Yani elimizde kalır.
Onca para verdiğimize mi yanalım yoksa henüz tadını alamadan hemen deforme olmasına mı?
Atsan atılmaz...
Satsan satılmaz...
Geri versen alınmaz.
Ne yapacağımızı şaşırıyoruz.
Ürünü aldığımız yere götürüp ürünün durumunu anlatıyoruz.
Hesaba alan yok!
Ciddiyetle ilgilenen yok!
İlk söyledikleri söz:
" Kullanım hatası"
Allah Allah !
"Kullanım hatasıymış"
Yani şimdi bu yaşa kadar benzer ürünleri kullandık...
Eskittik...
Miyadı doldu yenisini aldık.
Şimdiye dek kullanım hatası yapmadık ta sizin ürüne mi gelince kullanım hatası yaptık?
Saygısızlığa bakar mısınız?
Hemen ilk tepkileri böyle:
"Kullanım hatası"
Yada " Olabilir, size servis adresini verelim oraya götürün"
"Biz servis istemiyoruz, yenisi ile değiştirilmesini istiyoruz"
Film burada kopuyor.
Öyle bir şansımız yok.
Olmaz.
Olamaz.
"Servise gidin"
Peki ya ürün bir ayakkabı ise...
Bir pantolon, etek, eşarp ise...
Kaliteli diye aldığımız bir çanta ise..
Ne olursa olsun!
Sonuç yok.
Ne değiştirilir...
Ne yenisi verilir...
Ne iade alınır...
Ne parası verilir!
Yapacak bir şey yok.
Çaresiz kalıyor insan.
İşte o andan sonra Tüketici Hakları Mahkemesi devreye giriyor.

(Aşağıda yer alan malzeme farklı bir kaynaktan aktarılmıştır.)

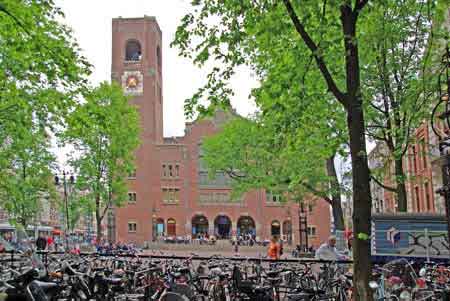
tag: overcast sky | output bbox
[56,0,257,136]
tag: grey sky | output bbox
[56,0,257,136]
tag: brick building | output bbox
[368,122,445,214]
[112,16,330,246]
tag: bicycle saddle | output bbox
[103,278,122,285]
[32,280,58,292]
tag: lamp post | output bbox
[298,202,308,252]
[431,46,450,240]
[55,170,75,251]
[152,206,156,242]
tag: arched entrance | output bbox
[125,40,142,61]
[191,215,209,238]
[237,216,256,237]
[270,220,281,236]
[214,215,231,239]
[156,218,165,237]
[283,220,292,244]
[167,218,177,236]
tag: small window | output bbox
[424,182,433,211]
[162,188,180,203]
[125,40,142,62]
[156,46,162,72]
[266,192,281,203]
[128,192,136,204]
[128,169,136,179]
[411,145,417,174]
[414,186,420,212]
[421,139,427,168]
[128,222,137,232]
[308,226,316,236]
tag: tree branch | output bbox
[300,182,333,205]
[283,0,348,107]
[353,0,369,13]
[370,174,397,192]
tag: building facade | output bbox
[109,16,330,246]
[368,122,445,214]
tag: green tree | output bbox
[361,0,436,212]
[0,129,57,229]
[202,111,344,230]
[63,83,140,240]
[0,0,90,223]
[173,0,442,300]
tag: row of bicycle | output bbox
[0,254,449,301]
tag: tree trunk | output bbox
[341,2,373,301]
[327,154,345,231]
[347,103,373,300]
[394,157,408,212]
[95,195,103,243]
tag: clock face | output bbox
[127,75,139,89]
[122,71,143,95]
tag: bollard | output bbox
[425,228,430,262]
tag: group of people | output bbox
[96,241,136,254]
[267,235,353,260]
[316,235,353,260]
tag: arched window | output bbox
[125,40,142,61]
[191,215,209,238]
[156,46,162,72]
[237,216,256,237]
[214,215,231,239]
[167,218,177,236]
[156,218,165,237]
[270,220,281,236]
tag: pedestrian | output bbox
[36,234,47,251]
[267,236,280,260]
[347,235,353,259]
[280,239,283,257]
[47,236,53,250]
[316,235,346,260]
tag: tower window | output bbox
[156,46,162,72]
[125,40,142,61]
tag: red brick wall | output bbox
[408,123,435,212]
[112,19,330,246]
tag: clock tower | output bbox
[111,16,163,143]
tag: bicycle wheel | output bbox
[159,292,189,301]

Bir kaç ay sonra cevap alıyorsunuz.
Tadı tuzu kaçıyor insanın.
Canı sıkılıyor.
Hevesi kaçıyor.
Aldatılmış veya kandırılmış olmanın asabiyeti ile kahroluyoruz.
Yazıklar olsun bizi her şekilde kandıranlara.
Bir kez daha yazıyorum...
Dürüstlüğü kaybettik, bulanların yanlarında bulundurmalarını önemle rica ediyorum.